Despite those warnings, people have drifted home to mandatory evacuation zones, some fearing looters, though only a couple of arrests have been made, officials said.
“I’ve been evacuated twice. So I totally understand the heartache and the stress,” said Chief John Benedict of the Los Angeles County Sheriff’s Department. “Please, please be patient with us.”
The twin disasters in Northern and Southern California have provided a reminder that climate change is altering the basic equations of fire suppression. When Ventura County Fire Chief Mark Lorenzen stopped in the morning to visit one of his firefighters at home, he noticed a plant burning in the yard. It was an ice plant. It’s a succulent that’s supposed to be fire-resistant.

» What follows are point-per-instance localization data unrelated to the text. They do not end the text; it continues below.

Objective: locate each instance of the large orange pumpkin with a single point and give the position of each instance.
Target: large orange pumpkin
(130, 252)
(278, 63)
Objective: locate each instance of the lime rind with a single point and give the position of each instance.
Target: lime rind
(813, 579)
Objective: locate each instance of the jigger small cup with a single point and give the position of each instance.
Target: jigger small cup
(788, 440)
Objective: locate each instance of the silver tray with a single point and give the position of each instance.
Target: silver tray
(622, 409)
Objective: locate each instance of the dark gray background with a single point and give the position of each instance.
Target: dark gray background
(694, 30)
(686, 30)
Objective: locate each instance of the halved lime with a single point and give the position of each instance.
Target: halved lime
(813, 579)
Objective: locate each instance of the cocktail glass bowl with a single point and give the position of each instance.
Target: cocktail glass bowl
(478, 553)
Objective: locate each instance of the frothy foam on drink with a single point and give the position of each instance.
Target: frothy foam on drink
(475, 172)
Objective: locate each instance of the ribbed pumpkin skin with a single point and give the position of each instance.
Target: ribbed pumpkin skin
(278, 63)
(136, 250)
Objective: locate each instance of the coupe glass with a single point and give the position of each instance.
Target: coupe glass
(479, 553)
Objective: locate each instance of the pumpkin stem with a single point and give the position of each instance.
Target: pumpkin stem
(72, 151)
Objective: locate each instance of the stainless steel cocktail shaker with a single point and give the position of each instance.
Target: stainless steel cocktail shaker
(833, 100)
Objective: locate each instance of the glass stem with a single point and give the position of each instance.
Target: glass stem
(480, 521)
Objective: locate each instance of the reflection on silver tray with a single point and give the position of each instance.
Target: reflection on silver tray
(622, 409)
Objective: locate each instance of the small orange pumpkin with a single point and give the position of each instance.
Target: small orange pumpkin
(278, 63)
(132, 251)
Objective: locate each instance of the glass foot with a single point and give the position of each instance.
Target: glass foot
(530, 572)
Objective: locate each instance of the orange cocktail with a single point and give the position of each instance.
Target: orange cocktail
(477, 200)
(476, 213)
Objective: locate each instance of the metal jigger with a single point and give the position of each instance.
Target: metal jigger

“Ice plant is not supposed to burn,” Lorenzen said at a news conference. “We’re entering a new normal. Things are not the way they were 10 years ago. . . . The rate of spread is exponentially more than it used to be.”
And local officials are looking toward the next potential consequence of the wildfires as winter rains loom — the shadow disaster of mudslides.
“We’re going to find ourselves really quickly after this in mudslide territory,” warned Henry Stern, a state senator who represents Malibu and Thousand Oaks. “The fire ripped right through the root stock. There’s nothing left to hold those hillsides together.”
Wootson reported from Washington. Mason Trinca in Paradise, Calif., contributed to this report.